The portfolio will invest in a combination of asset classes, both locally and internationally, including assets in liquid form, money market instruments, bonds, debentures, corporate debt, equity securities, property securities, preference shares, convertible equities, non-equity securities and any other listed and unlisted securities which are considered to be consistent with the portfolio's primary objective and the Act or the Registrar may allow all to be acquired at fair value.
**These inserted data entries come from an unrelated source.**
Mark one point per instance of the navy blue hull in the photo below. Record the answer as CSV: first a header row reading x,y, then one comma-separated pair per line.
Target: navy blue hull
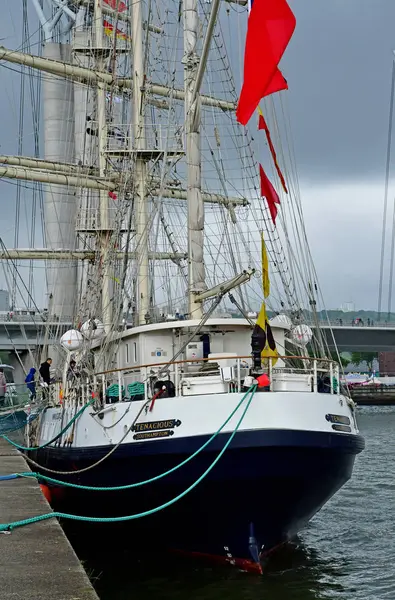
x,y
264,489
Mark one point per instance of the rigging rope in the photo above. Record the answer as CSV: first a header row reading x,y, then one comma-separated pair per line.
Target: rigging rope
x,y
60,515
139,483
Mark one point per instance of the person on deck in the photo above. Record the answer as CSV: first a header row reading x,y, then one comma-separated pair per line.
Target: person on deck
x,y
3,387
72,372
30,383
45,371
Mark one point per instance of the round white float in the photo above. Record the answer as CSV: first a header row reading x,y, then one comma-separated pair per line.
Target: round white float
x,y
71,340
92,329
302,334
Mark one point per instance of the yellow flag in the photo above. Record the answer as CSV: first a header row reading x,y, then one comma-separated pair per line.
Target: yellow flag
x,y
269,353
265,269
261,320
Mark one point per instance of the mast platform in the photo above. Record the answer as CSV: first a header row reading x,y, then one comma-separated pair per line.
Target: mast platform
x,y
36,561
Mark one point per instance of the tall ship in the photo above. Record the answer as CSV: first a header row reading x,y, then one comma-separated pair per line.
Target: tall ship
x,y
189,371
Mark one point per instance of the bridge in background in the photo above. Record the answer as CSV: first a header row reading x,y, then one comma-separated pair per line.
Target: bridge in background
x,y
23,332
357,338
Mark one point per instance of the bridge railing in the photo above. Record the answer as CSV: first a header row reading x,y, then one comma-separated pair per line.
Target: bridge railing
x,y
347,324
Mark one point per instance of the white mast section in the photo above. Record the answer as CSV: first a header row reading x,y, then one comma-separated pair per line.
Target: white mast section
x,y
58,103
196,273
103,234
142,296
84,75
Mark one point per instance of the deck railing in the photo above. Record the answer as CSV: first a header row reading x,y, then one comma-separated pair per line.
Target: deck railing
x,y
225,376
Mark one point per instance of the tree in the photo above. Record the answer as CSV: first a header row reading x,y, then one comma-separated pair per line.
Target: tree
x,y
359,357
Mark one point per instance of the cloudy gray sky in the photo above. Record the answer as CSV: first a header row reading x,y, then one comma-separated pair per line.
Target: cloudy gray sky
x,y
338,67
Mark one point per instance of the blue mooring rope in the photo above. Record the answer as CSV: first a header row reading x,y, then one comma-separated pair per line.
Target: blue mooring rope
x,y
61,515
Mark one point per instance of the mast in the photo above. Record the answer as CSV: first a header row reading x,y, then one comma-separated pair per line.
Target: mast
x,y
142,224
196,273
59,205
104,233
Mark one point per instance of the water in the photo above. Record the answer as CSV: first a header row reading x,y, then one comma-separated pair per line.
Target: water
x,y
347,552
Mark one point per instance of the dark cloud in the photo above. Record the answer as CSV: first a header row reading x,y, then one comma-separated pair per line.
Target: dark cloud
x,y
338,66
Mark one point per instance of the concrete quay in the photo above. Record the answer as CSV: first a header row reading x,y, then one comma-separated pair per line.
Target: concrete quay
x,y
37,561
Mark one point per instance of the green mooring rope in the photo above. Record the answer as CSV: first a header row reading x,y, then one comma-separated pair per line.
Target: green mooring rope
x,y
27,448
60,515
139,483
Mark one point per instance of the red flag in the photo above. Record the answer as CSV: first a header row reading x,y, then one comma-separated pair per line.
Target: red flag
x,y
277,84
113,4
263,125
268,191
270,27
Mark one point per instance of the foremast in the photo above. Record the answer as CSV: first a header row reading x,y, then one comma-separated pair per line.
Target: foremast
x,y
103,181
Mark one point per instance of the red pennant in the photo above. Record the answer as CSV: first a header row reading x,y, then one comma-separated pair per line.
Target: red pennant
x,y
268,191
263,125
270,27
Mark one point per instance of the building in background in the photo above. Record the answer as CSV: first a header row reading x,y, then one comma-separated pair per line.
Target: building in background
x,y
348,307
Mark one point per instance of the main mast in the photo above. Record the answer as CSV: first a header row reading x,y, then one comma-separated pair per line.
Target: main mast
x,y
142,221
196,273
59,205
The manager may also include unlisted forward currency, interest rate and exchange rate swap transactions for efficient portfolio purposes. The portfolio will be actively managed with exposure to various asset classes being varied to reflect changing economic and market circumstances, in order to maximise returns for the investors. The portfolio shall adhere to the multi asset: low equity classification requirements as set out by the Asisa standard: fund classification for South African regulated collective investment scheme portfolios.